Su ética era implacable. Repetía los guiones palabra por palabra. Ensayaba durante toda la semana. “No decía una sola palabra que no estuviera en el libreto”, recordaba Santiago Varela, su guionista desde 1988 hasta el final de su carrera. Los textos llegaban los lunes, en moto, en sobres de seis carillas y 10.000 caracteres. Se grababan los viernes. Nunca fallaba.
En 1991, en uno de sus monólogos más recordados, advertía: “Ahora entramos en época electoral y todos salen con los dientes nuevos y bien peinados, y sacan afiches prometiendo, como gran mérito, la honestidad… Con lo cual, no robar pasa a ser una especie de… opcional. Vea: ningún coche hace propaganda diciendo que tiene ruedas o parabrisas, eso es estándar… Y hoy parece ser que si sos honesto, sos una especie de GTX súper de lujo full equipo de la política”.
Nadie escapaba a su radar. Presidentes, ministros, sindicalistas, militares. A todos los retrató, a todos los ridiculizó, sin odio ni cinismo, pero con una lucidez feroz. Era una sátira profundamente informada. Leía todos los diarios. Estudiaba cada movimiento. Y aunque disparaba sin piedad, lo hacía con una sonrisa. Por eso, incluso los aludidos, lo respetaban. Muchos, incluso, lo adoraban.
La economía fue su otra gran obsesión. El dólar —esa moneda que sin dudas marca el pulso emocional del país— fue tema recurrente en sus programas. Ya en 1962, ironizaba: “El día que tengamos todos los dólares del mundo iremos a Estados Unidos con la guita de ellos y nos van a tener que entregar el país.
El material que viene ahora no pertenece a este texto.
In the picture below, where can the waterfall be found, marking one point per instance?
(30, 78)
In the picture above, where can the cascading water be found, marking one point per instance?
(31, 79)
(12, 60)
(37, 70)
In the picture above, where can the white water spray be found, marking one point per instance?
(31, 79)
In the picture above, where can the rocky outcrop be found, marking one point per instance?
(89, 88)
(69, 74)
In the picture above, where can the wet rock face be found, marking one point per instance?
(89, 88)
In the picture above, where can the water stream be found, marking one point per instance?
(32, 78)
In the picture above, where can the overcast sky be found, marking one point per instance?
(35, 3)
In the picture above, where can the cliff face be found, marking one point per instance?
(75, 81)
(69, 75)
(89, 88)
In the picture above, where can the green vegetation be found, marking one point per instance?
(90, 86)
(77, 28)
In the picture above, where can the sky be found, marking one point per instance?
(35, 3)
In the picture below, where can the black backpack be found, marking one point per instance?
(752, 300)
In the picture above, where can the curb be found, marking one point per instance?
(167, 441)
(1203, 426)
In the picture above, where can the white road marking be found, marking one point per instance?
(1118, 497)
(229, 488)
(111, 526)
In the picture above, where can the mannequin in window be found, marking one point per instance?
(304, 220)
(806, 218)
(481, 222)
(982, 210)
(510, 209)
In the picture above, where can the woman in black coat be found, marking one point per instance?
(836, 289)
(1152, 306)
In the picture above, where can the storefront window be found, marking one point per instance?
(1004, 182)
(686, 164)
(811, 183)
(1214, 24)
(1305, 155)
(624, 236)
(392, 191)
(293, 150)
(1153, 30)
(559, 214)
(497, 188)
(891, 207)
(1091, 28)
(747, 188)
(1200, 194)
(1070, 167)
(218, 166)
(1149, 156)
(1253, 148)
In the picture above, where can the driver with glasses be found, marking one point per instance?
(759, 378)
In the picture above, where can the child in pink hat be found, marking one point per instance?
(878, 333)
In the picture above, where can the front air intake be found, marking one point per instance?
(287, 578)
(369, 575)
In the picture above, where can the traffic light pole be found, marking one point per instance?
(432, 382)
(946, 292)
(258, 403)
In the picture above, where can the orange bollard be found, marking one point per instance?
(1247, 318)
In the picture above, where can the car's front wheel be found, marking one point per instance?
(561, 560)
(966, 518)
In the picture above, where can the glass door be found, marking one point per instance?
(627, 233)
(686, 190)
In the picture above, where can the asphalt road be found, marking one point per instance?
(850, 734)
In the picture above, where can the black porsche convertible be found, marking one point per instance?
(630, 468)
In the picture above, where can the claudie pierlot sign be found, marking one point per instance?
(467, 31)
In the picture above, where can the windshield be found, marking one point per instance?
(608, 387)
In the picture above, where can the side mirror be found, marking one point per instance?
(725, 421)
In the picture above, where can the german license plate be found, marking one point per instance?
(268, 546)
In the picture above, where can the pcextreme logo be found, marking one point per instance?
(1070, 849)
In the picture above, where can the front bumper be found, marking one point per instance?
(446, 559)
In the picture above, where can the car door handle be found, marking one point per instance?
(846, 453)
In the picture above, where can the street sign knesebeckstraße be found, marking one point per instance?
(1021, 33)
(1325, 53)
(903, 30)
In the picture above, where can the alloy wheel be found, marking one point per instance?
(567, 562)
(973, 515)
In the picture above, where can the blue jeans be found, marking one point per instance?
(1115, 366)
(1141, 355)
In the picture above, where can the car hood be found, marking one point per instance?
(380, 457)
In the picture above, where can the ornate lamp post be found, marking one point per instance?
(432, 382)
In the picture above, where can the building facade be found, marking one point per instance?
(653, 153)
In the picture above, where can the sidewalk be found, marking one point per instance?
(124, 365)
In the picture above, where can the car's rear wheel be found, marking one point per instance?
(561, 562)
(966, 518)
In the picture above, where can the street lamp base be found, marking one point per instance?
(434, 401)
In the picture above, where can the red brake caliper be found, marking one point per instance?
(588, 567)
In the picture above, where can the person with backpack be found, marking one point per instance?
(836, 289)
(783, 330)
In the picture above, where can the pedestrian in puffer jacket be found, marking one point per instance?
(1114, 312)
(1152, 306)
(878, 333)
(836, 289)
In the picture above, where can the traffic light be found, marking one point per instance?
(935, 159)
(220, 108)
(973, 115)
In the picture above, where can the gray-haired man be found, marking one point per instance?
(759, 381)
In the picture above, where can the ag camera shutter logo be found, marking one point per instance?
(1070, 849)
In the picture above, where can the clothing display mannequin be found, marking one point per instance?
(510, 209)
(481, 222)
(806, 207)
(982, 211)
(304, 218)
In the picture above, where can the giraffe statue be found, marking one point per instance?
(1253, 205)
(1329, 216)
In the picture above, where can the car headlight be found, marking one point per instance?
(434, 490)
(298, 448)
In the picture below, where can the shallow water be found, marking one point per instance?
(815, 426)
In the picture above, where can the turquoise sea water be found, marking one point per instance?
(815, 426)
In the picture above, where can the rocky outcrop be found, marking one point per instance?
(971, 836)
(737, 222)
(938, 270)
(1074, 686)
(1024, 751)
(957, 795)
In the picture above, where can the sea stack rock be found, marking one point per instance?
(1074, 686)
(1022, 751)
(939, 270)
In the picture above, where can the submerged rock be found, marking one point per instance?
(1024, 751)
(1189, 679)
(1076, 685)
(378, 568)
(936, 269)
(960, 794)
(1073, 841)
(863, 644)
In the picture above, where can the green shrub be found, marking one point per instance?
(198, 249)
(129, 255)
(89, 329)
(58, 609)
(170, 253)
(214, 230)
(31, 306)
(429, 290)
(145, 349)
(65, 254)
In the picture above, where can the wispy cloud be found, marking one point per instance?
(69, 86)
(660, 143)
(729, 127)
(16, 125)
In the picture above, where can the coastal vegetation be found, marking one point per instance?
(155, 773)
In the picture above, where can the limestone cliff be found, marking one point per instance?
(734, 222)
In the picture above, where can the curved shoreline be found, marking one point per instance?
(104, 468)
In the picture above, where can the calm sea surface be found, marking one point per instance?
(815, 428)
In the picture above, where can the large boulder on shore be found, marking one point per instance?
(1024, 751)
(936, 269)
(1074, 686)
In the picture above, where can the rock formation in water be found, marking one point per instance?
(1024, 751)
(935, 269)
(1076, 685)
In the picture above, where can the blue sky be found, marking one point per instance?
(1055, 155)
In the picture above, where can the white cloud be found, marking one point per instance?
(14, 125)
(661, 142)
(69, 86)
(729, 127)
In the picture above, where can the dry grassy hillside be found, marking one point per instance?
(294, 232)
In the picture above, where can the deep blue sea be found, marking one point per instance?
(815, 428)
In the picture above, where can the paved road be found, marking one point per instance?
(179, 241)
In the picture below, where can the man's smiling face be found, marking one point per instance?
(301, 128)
Yo no me explico cómo los yanquis que son tan vivos no se dan cuenta del peligro que están corriendo con nosotros”.
Casi tres décadas después, en plena hiperinflación, su análisis era igual de crudo: “A ver si entendí bien: ¿ustedes con los impuestos a las tarifas, los tarifazos, guadañan toda la ‘mosca’, la gente se queda sin guita, no compran dólares y así el dólar baja? ¡Sí la gente está más seca que galleta de campo!”.
El 9 de septiembre de 1990, Tato Bores leyó al aire su monólogo número 2000. Aquel día no solo resumió la actualidad, sino también los 30 años desde su debut televisivo. “Treinta años bancándose 16 presidentes y 37 ministros de Economía”, dijo. El autor de ese texto fue, claro, Santiago Varela, quien solía guardar los billetes reales que aparecían en cámara para ilustrar cuántos ceros había perdido el peso argentino.
Décadas después, el guionista confesó: “No me enorgullece que los textos todavía sirvan. Habla de lo mal que estamos nosotros porque estamos repitiendo las cosas. Lo que más siento es que se repiten las mismas situaciones, y a veces hasta casi con la misma gente”.
El imperio de Tato no fue unipersonal. A su lado pasaron Landrú, César Bruto, Jordán de la Cazuela (muerto trágicamente en un accidente aéreo), Carlos Abrevaya, Jorge Guinzburg, Juan Carlos Mesa, Aldo Cammarota, Geno Díaz y José María Jaunarena, entre otros. Una constelación de guionistas que convirtieron sus ideas en flechas. No importaba si eran peronistas, radicales o liberales. Lo único que importaba era mantener la voz del personaje. Y esa voz era inconfundible.
En 1996, un cáncer óseo apagó su vida. Pero su voz siguió sonando. En videos que hoy circulan con subtítulos, en memes donde se citan sus frases como si fueran predicciones. En cada nuevo ciclo electoral. En cada nuevo tarifazo. En cada promesa vacía.
Porque Tato Bores no fue un actor. Fue un fenómeno cultural. Un médium entre el pueblo y sus dirigentes. Un espejo sin piedad. Un patriota de frac.
Y aunque hace años que no lo vemos los domingos, hay algo que no cambió: Tato todavía tiene razón.